Thursday Midday Color
Here's what's piquing my interest so far on this potential bearish-engulfing day.
Emerging Emerging
Pretty much every study we've looked at for emerging markets since last fall has been bullish, and those markets continue to plug along. The MSCI Emerging Markets Index has now rallied for its 10th consecutive session, the longest in over a year (when trading at a 6-month high, anyway).
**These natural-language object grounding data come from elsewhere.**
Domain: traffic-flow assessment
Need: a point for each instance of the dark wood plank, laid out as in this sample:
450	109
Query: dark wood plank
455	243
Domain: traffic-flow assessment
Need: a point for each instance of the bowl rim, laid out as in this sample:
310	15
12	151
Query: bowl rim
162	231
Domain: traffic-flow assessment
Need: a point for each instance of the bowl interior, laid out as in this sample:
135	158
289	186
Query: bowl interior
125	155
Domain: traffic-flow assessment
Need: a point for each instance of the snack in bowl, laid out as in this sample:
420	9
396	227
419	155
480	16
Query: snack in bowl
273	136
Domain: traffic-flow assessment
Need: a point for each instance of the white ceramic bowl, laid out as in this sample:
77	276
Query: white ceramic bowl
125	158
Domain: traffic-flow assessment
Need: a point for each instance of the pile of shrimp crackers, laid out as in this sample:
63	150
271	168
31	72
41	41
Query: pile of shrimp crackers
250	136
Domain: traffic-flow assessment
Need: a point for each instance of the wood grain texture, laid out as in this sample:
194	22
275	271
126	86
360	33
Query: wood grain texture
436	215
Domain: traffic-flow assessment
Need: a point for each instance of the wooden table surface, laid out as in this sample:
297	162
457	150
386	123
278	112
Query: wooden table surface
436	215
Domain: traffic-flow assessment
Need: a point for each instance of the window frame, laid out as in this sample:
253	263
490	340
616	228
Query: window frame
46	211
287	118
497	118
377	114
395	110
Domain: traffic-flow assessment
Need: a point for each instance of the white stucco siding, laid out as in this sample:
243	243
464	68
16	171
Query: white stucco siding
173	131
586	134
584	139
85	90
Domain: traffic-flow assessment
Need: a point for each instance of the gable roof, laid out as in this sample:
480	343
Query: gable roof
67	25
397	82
While an impressive sign of momentum that tended to continue over the next month, it also showed some hints of being "too much" over longer time frames. Outside of the 2002-03 recovery, those 6-month returns were questionable.
All Growl, No Bite
The latest AAII survey showed that investors looking for a decline dropped to about 20% of the total, which is very low. That has not been a good reason to sell since the financial crisis.
Breadth Review
With mostly muted market moves in recent days, there haven't been any new breadth extremes of note. It's interesting that while a couple of sectors struggle, though, their Cumulative Advance/Decline Lines are hitting new highs.
Like financials.
That has been a relatively good sign.
And energy.
That has been much less of a good sign for that sector, though. Not sure why that might be.
It's also happening in some markets overseas, like in the Nikkei 225.
Like we saw with energy, this kind of supposedly positive divergence has been a curiously poor reason to be a buyer.